Percutaneous screw fixation is indicated in non-displaced fractures having a potential for displacement as well as in minimally displaced fractures that can be fixed with precisely placed screws. Dislocated fractures have to be reduced before surgery. Percutaneous screw placement can be performed as a single surgical procedure and this technique can also be part of a limited open approach.

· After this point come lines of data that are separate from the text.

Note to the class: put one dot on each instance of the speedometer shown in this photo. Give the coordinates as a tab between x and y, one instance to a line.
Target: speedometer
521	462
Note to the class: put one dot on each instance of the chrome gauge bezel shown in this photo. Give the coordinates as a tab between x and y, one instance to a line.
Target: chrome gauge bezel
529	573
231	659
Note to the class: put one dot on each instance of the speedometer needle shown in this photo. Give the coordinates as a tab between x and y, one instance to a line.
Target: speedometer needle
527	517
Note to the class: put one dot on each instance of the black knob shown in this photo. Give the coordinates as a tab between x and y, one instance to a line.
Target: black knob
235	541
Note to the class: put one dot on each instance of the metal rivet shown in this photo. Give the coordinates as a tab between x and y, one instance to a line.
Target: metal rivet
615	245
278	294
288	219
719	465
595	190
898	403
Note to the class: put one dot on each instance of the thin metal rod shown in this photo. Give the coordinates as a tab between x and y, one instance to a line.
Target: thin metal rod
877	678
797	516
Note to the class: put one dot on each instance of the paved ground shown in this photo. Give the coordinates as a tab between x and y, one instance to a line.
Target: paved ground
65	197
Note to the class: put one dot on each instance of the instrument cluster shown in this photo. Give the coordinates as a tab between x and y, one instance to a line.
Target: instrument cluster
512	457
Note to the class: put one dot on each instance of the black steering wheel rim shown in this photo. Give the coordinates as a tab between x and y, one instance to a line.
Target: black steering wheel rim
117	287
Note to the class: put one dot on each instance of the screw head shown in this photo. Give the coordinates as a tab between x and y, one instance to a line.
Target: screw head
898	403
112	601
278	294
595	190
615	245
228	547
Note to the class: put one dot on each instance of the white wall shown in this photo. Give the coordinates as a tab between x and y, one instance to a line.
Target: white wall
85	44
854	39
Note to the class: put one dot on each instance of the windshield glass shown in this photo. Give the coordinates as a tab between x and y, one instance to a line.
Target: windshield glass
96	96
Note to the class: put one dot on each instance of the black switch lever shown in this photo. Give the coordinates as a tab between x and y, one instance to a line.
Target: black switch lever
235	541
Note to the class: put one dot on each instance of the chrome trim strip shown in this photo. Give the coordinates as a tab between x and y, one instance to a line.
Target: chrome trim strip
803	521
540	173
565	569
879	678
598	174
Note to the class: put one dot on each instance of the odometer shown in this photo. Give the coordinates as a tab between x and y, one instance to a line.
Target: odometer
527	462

Percutaneous or open placement of cannulated screws facilitates stabilisation of individual fragments and allows for low surgical invasivity. This type of screw fixation in pelvic surgery provides all benefits of minimally invasive procedures. In this respect, some authors' view that the advantages outweigh a less successful result of fracture reduction can be accepted. A relatively high risk of iatrogenic complications is a disadvantage of this technique. The correct placement of screws has the highest priority because all percutaneous pelvic screws described here are inserted into the sites known as "narrow safe zones".


In specific localisations, the percutaneous fixation of pelvic ring and acetabular fractures using single screws presents a new surgical technique for which the indications have not been exactly defined yet. The procedure should be performed by an experienced surgeon ready to convert surgery from a minimally invasive procedure to an open one, if the navigation technique used does not provide a reliable guidance or when the fracture reduction or stabilisation fails.